Natural England reports drop in hen harrier breeding attempts

Last week Natural England published its results of the 2024 hen harrier breeding season and has reported a drop in breeding attempts (here).

This drop has been mainly attributed to poor weather, which is a reasonable assumption, although I’m pretty sure that it’s also been rainy in Northumberland (especially Kielder) and Bowland, where hen harriers continue to do well on land that isn’t managed for grouse shooting. Hmm, funny that.

And in the North Pennines, two pairs bred successfully on the RSPB’s Geltsdale reserve producing eight fledglings, the most successful breeding season there since the 1990s (here) and thanks in no small part to the round-the-clock nest protection provided by the RSPB. It also helps that none of the breeding males were found dead with shotgun injuries on the neighbouring grouse moor.

Hen harrier photo by Pete Walkden

Disappointingly, Natural England’s end-of-season blog does not even mention any of the ongoing police investigations into dead/’missing’ hen harriers this year (currently 8 that we know about), let alone provide any level of detail about the causes of death. This lack of transparency has become Natural England’s hallmark.

Nor does the blog say anything about the collapse of its hen harrier brood meddling sham trial, other than ‘No nests were brood managed in 2024‘. We already knew that (see here) but I suppose it was a bit much to expect NE to admit to being mugged off by the grouse shooting industry in which it had ludicrously placed so much trust.

The blog does say that NE is “currently reviewing and analysing the data” [from the brood meddling sham trial] and that this is “a process which will be concluded later this year“. NE intends to use its findings to assess whether brood meddling will be rolled out as an annual so-called ‘conservation licence’. This seems an utterly untenable proposition given that (a) at least 128 hen harriers have been illegally killed or gone ‘missing’ in suspicious circumstances, mostly on or close to grouse moors, since brood meddling began (here) and (b) Andrew Gilruth, the CEO of NE’s main brood meddling partner, the Moorland Association, has recently been booted off the national police-led effort to tackle raptor persecution for “wasting time and distracting from the real work” of the Hen Harrier taskforce (here).

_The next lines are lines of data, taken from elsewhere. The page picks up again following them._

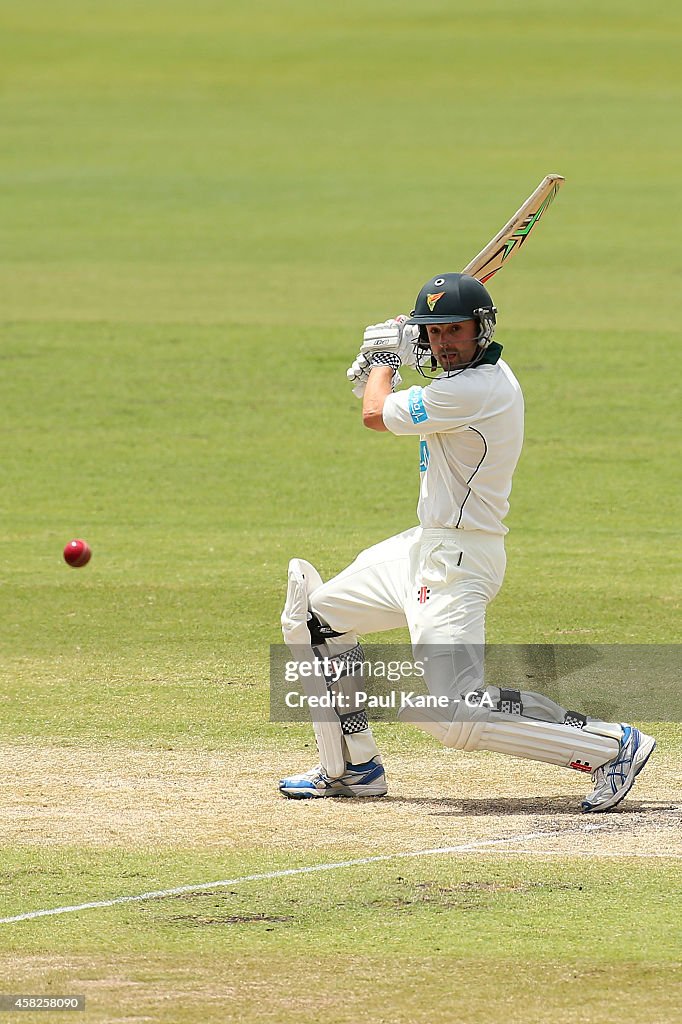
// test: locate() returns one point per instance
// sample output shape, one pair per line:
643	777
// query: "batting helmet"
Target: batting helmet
450	298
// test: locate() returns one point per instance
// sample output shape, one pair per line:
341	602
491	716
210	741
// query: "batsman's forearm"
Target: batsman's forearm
377	390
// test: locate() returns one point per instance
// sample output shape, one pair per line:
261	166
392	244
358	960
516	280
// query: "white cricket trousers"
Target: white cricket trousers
435	582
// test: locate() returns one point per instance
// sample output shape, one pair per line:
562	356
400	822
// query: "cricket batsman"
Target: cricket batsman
438	578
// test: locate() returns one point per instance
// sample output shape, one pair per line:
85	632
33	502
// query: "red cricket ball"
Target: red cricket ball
77	553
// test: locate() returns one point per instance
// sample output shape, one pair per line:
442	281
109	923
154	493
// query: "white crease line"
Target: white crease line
589	853
179	890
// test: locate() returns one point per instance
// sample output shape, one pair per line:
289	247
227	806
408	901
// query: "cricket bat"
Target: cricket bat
510	239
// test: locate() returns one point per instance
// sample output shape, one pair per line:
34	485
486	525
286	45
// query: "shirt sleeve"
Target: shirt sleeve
448	403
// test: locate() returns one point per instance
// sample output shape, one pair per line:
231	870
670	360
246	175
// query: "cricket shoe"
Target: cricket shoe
613	780
357	780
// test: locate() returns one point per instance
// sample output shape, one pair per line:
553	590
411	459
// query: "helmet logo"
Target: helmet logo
432	299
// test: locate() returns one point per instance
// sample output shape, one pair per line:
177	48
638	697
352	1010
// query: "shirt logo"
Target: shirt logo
416	406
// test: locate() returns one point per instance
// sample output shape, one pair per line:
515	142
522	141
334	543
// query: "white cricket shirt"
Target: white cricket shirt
471	432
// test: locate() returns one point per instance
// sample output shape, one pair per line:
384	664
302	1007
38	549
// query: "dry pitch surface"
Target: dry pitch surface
120	798
232	963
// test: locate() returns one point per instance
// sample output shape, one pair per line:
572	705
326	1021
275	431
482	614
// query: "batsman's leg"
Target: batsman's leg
318	625
464	574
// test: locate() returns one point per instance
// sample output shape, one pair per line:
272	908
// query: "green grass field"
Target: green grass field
202	206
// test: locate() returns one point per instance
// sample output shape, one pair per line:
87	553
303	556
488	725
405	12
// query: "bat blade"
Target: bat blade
508	241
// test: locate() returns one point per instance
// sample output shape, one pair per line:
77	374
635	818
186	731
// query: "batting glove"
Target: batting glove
358	372
395	336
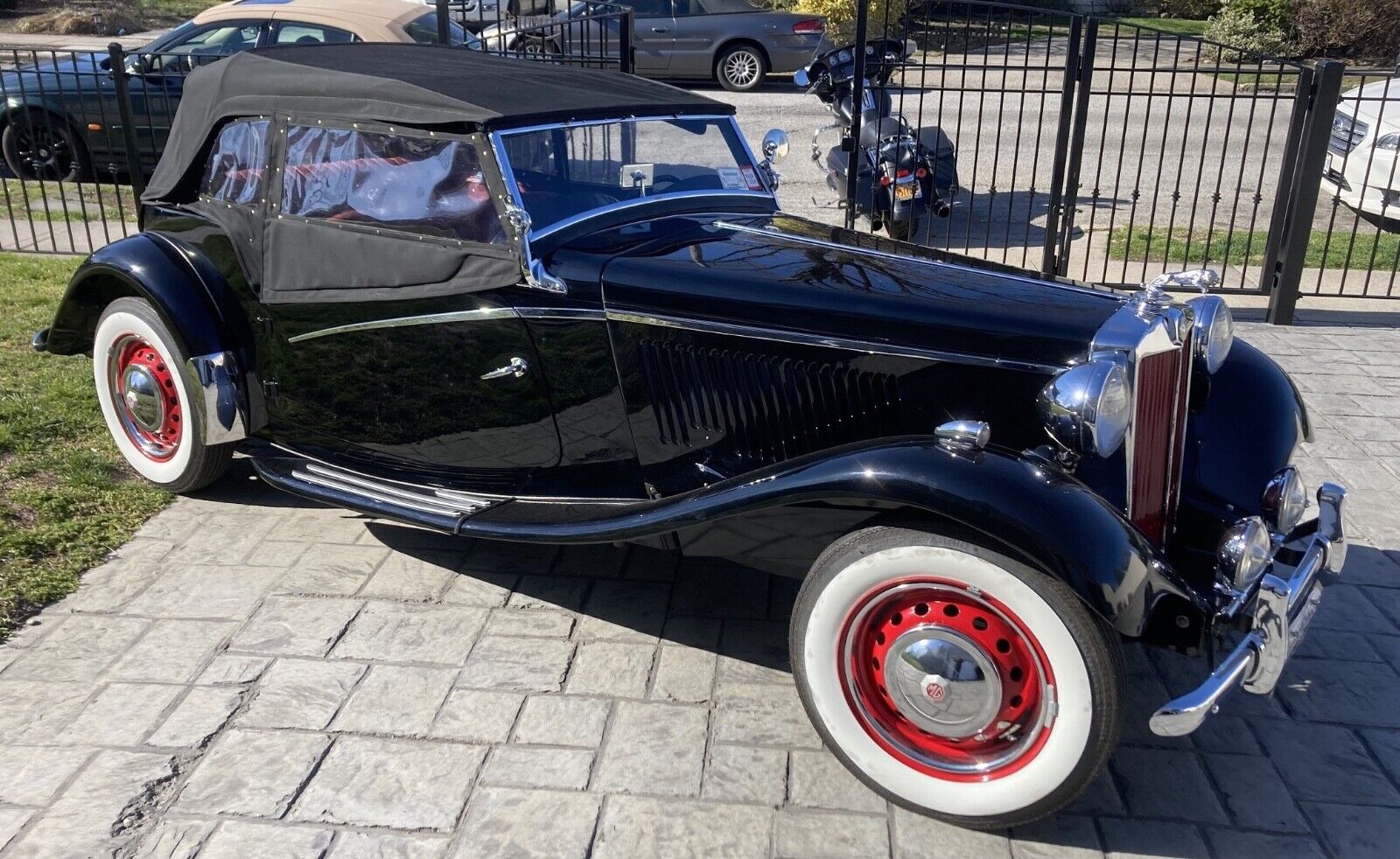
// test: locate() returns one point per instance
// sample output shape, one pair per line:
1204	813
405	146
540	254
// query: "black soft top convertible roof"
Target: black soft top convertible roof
410	84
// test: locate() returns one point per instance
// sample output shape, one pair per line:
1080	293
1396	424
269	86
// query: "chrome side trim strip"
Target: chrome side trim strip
804	240
560	314
410	321
473	497
804	339
454	317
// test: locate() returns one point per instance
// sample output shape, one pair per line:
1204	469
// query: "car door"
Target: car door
388	289
654	34
696	35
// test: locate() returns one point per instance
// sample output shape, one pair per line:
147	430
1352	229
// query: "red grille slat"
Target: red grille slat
1155	443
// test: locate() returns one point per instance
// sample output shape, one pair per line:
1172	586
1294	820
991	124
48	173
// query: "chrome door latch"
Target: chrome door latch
515	368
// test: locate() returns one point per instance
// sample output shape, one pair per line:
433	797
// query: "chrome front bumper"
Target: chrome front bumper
1285	602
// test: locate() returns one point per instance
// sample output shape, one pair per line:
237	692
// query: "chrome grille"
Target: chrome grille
1161	392
767	408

I look forward to NE’s brood meddling analysis with great interest. I wonder whether it’ll be as shabby as NE’s behaviour revealed in two examples this morning (see here and here)?

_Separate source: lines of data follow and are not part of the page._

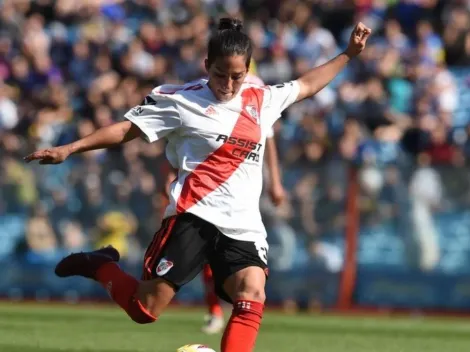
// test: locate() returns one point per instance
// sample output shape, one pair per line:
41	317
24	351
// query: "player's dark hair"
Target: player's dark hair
229	40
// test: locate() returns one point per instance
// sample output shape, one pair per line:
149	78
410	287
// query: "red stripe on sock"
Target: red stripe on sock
242	329
121	288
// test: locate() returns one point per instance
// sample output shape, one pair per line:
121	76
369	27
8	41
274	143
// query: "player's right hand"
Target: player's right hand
54	155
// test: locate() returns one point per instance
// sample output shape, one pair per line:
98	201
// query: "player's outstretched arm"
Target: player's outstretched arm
319	77
276	190
105	137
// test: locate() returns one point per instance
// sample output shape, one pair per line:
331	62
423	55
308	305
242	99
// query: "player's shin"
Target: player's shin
122	288
242	329
215	309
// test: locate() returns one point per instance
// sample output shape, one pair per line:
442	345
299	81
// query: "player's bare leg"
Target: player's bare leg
246	289
215	319
143	301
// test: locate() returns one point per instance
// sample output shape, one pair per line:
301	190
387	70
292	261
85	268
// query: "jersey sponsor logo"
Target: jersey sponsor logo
137	110
164	266
210	111
246	149
253	112
244	305
149	101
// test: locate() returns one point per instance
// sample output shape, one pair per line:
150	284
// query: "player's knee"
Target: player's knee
251	293
154	296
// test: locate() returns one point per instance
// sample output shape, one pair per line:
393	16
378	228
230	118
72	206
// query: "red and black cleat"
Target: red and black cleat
86	264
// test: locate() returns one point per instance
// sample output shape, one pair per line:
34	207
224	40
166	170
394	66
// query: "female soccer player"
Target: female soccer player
214	321
216	131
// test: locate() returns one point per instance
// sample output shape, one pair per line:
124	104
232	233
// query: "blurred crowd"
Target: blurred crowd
399	113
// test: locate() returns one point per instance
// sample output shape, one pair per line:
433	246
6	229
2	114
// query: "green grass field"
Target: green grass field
31	328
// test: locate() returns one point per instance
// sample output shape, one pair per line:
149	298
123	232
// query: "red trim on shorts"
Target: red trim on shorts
157	245
221	164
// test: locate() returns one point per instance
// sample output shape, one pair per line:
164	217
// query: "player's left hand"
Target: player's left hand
277	194
49	156
358	40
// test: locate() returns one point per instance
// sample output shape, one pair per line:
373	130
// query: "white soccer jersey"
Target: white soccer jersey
217	148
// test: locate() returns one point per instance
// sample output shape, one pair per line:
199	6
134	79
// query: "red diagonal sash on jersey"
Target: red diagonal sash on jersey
221	164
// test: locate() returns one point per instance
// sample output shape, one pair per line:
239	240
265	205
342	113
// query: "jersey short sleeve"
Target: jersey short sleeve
270	133
278	98
156	117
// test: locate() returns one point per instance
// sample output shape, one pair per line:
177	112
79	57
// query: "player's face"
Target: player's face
226	75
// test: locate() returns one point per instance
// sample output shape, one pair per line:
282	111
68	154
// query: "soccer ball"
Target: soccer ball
194	348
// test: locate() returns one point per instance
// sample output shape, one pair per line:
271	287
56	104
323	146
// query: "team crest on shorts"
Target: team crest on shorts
253	112
164	267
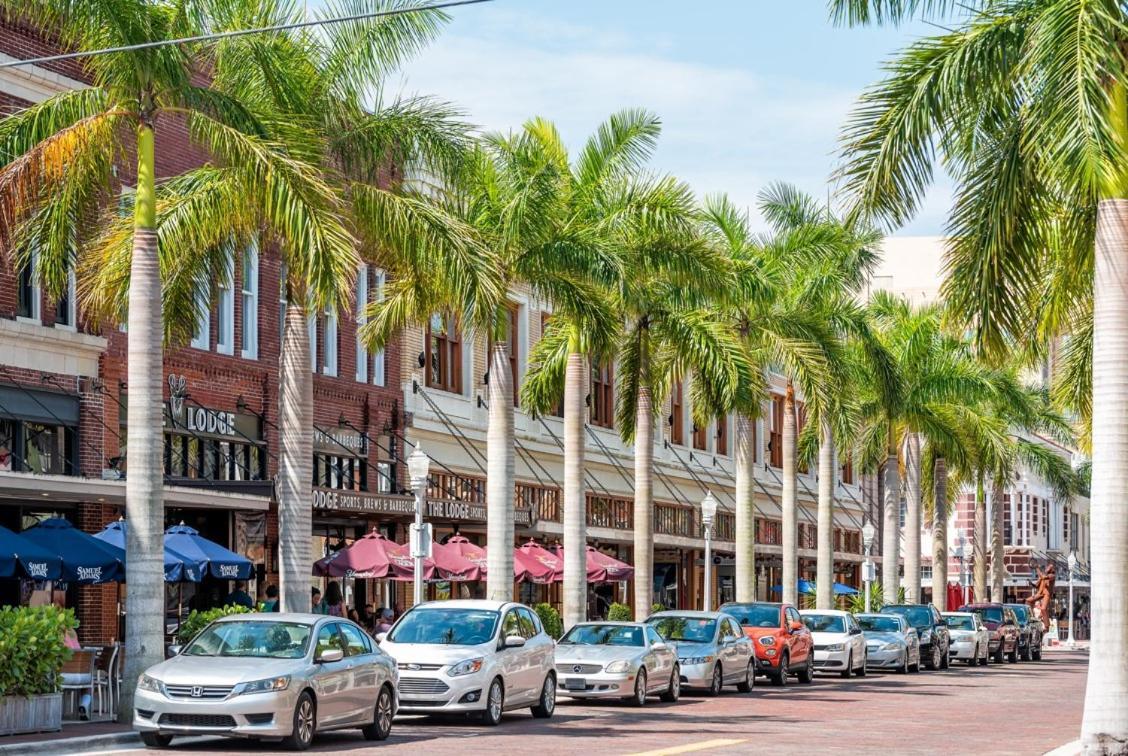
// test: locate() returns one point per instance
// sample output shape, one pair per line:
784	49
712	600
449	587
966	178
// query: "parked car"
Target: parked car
931	629
890	642
782	641
269	676
970	639
475	657
839	644
1003	629
1030	632
617	660
712	651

7 thoughts on “Natural England reports drop in hen harrier breeding attempts”

  1. I do hope NE regains its courage with the change of Government. It would be deeply – and unbelievably – disappointing if current Ministers did anything to discourage the truth emerging.

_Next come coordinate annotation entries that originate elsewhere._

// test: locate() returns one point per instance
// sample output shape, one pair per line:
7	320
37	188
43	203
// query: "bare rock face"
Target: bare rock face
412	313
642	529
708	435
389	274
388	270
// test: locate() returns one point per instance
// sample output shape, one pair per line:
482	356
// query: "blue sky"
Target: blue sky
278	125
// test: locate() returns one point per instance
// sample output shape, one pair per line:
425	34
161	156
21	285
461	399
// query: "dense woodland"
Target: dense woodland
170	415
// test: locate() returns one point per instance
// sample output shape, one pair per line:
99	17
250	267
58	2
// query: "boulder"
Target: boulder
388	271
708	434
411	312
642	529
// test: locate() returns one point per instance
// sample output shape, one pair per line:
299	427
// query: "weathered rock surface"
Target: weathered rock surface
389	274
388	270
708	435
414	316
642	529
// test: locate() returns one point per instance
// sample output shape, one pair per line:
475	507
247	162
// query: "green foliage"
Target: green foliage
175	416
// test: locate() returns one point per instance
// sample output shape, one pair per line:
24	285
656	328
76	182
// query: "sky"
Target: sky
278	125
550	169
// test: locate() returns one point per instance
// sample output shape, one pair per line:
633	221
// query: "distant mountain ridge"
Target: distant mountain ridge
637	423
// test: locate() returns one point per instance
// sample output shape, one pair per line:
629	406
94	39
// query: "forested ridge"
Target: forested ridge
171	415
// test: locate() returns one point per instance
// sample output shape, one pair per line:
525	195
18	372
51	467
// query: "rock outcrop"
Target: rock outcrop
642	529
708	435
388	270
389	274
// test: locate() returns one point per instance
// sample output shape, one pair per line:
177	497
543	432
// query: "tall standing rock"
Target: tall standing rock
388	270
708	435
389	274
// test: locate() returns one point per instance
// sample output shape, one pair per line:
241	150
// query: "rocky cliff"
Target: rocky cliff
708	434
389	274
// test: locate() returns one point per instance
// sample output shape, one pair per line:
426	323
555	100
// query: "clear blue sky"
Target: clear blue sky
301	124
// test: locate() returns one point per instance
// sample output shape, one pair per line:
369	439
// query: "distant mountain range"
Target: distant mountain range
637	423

    1. “More egg on the face of Tony the Tory”

      You know that is a lie, because it has been pointed out to you (many times) before. Tony Juniper is an ex-Parliamentary candidate for the Green Party. Are you, by any chance, a supporter of the Green Party and simply trying to cover this up?

      Why I will be voting Green, by Tony Juniper…

      See https://www.facebook.com/watch/?v=10152784093800785

      https://www.theguardian.com/politics/2010/apr/29/green-party-cambridge-election

      https://www.theguardian.com/environment/2015/jul/24/green-policies-conservative-tory-attacks-environment

      And… currently in support of Labour Party proposals to build on the Green Belt:

      https://www.telegraph.co.uk/news/2024/07/27/green-belt-not-sacrosanct-tony-juniper-natural-england/

      The Green Party have never disowned Tony Juniper.

  2. The figures look highly suspicious to me with numbers holding up in Bowland and Northumberland but not in other regions where most nests are on grouse moors. It will be interesting to look at brood sizes and nest failure rates when we can see the complete picture but currently it all smells fishy. Does a poor season for grouse breeding make those in the shooting world less tolerant of Hen Harriers one wonders.

  3. Seems rather strange when compared to the RSPB report from Geltsdale …..have they bothered with the post mortems yet the double dealing openly fisplayed by u.. Natural England is astounding.